FORT WAYNE, Ind. (WPTA21) - In the early 1900’s, Fort Wayne was home to several aviation pioneers: Art Smith, Paul Baer, & Margaret Ringenberg.
Before the Fort Wayne International Airport was what it is today, it was a World War II military base.
For the last several decades, the Fort Wayne Aviation Museum displayed artifacts and the history behind those topics, and many others.
“The museum was started in 1984 by local air aficionados,” president Greg Bosk told us. “They collected memorabilia, historical facts, and we built a museum on the 2nd floor. For at least 10-15 years it was well-received.”
But after 9/11, with the TSA and bolstered security at the airport, the museum wasn’t as accessible to the public.
Bosk said it was also inconvenient — guests had to have a plane ticket, or make arrangements two weeks in advance to get clearance.
He also said as times changed, younger visitors weren’t impressed.
“We had a lot of things displayed — not much depth, not much knowledge, but a lot of items to look at,” he explained. “We’re trying to go from that old look of items sitting on the shelf to a very digital look that would appeal to the kids and schools, through their phones and their tablets.”
As it is now, the current museum is just a dozen or so items in a display case in the lobby of the airport.
Items it previously kept were given to the History Center.
Anything related to the military was donated to the Veterans’ National Memorial Shrine and Museum.
A lot of magazines, newspapers, and military publications are currently being digitized by the Fort Wayne Aviation Museum, and shared on their Facebook page.
Bosk plans to make the new museum, which will be installed in the section of the airport near the TSA, an interactive learning destination for teachers and students.
“We’re also going to incorporate something called augmented reality,” he shared. “With the augmented reality, you’ll be able to be on your iPhone, on your iPad, or on your Android — actually get into Art Smith’s airplane… and you’ll be able to pilot it through Waynedale on a mail run.”
“You’ll be able to sit beside Margaret Ringenberg, a famous lady aviator from the Fort Wayne area,” he continued, “listen to her talk and walk through her flights.”
Bosk said a third augmented reality resource, will put visitors into the old control tower once overlooking Baer Field.

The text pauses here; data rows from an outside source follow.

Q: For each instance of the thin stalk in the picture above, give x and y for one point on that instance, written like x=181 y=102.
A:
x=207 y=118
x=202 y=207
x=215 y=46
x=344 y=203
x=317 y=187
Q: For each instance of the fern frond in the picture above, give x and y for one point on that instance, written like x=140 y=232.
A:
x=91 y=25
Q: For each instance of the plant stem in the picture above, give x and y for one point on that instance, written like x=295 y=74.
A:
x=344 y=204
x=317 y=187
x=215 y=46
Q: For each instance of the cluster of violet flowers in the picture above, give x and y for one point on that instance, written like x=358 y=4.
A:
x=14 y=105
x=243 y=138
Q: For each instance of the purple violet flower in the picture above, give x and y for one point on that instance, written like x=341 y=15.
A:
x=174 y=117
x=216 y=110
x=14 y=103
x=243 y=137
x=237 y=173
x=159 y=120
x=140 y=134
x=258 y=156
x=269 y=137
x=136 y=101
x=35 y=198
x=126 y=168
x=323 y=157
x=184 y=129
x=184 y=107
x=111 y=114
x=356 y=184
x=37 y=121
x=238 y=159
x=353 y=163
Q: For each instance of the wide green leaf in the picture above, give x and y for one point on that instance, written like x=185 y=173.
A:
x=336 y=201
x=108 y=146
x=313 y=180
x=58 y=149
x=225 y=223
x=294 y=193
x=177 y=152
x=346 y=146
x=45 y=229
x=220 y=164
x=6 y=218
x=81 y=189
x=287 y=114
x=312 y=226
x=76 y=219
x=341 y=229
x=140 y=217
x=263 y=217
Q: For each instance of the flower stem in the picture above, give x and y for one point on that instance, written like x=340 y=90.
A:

“The technology that we’re writing will last for years,” he said. “It will allow us to update immediately over the internet, instead of taking things apart. New knowledge comes across to us all the time.”
In addition to the new museum inside the airport, Fort Wayne’s aviation history will be completely mapped on its website, which is currently under development.
“When I talk to school teachers, when I look at my grandson with his iPad in Kindergarten learning and things like that… that’s where it’s at!” Bosk added. “I got to get to that level on the iPad in the school system, so that teachers can easily access the Fort Wayne Aviation Museum website.”
But the grand plan to preserve the aviation legacy written in 21Country, doesn’t come free.
Bosk says the museum needs $150,000 to finish the software and complete the museum at the same time renovations are finished at the airport.
“I need someone to take the first big step,” he urged. “Someone needs to be a pioneer like Baer and Smith here, someone needs to be my pioneer so we can get this.”
In addition to money, Bosk is also concerned about crucial documents being discarded, as family members who had close ties to Baer Field pass away.
“It’s very important to gather this knowledge now, before it becomes we can’t find it, or don’t even know about it,” he said. “Those things I can’t find, I can’t replace.”
Thankfully, he has four years of a publication called The Beacon that illustrates life on the military base for the 100,000 people that were in and out every day.
“There’s so many little facts that people go ‘How’d they do that?’” Bosk told us. “We have that knowledge and we’re building it everyday, but we have to build it digitally so it will be there for generations to come.”